By arranging large numbers of such patches in a “volleyball” geometry — with small tilts and overlaps between neighboring cubes — one can cover spherical domains, or even curved space-time geometries such as Kerr black holes, while retaining the efficiency and simplicity of local Cartesian solvers.
Tasks are grouped into MPI ranks, while parallel execution is handled by a lightweight task dispatcher that dynamically schedules task updates. This results in near-embarrassingly parallel execution, allowing solver implementations to remain independent of both MPI and OpenMP details. The ability to use local time stepping provides major efficiency gains in problems spanning large spatial and temporal ranges with strong local variations.
DISPATCH is currently used in applications ranging from star formation in the interstellar medium, to 3-D non-LTE stellar atmosphere modeling for the 4MOST project, to high-resolution simulations of solar and stellar convection.

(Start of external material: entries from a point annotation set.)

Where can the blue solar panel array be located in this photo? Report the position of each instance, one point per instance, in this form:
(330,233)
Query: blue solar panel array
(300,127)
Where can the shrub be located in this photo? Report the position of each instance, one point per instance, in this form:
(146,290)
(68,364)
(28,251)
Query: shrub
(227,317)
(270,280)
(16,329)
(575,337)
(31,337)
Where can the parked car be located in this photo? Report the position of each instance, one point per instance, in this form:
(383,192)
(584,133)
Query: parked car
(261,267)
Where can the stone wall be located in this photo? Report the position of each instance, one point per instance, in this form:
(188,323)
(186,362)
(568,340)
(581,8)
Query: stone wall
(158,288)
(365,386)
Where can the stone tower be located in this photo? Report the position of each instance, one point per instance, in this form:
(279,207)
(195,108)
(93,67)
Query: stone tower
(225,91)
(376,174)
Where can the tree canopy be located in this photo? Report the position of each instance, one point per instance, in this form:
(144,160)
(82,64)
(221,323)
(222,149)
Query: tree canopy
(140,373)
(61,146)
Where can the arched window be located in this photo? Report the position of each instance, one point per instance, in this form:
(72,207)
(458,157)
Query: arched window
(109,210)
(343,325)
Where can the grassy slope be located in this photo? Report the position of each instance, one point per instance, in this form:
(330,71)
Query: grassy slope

I will specifically illustrate these methods in the context of the ERC/Synergy Whole Sun project, which aims to model the Sun as a coupled multi-scale physical system. The project has now reached the stage where it is possible to simulate the entire solar convection zone, including the photosphere and optionally chromospheric and coronal physics, covering the entire solar surface.
A key strategy is a “zoom-in” methodology: starting from Whole Sun snapshots, simulations can focus on specific spatial and temporal regions of interest — such as active regions — while retaining realistic initial and boundary conditions derived from the global model. Within such zoom-in regions, additional physics can be included, for example embedding particle-in-cell solvers within MHD simulations, enabling studies of non-thermal particle acceleration in realistic solar environments.
Åke Nordlund is Professor Emeritus at the Niels Bohr Institute, University of Copenhagen, where he works with colleagues and students on methods and applications in computational astrophysics and plasma physics. During his PhD he developed the MARCS stellar atmosphere code and subsequently pioneered the first realistic three-dimensional stellar atmosphere models, including detailed radiative transfer and realistic equations of state. This work evolved into the Stagger Code and later contributed to the development of the Bifrost Code for solar and stellar atmosphere modeling. His current work focuses on the DISPATCH code framework, developed in collaboration with the RoCS center in Oslo and partners in Copenhagen, Cologne, Heidelberg, Göttingen, Barcelona, and Dartmouth. DISPATCH is used to study multi-scale astrophysical plasma processes ranging from star and planet formation to detailed solar and stellar modeling.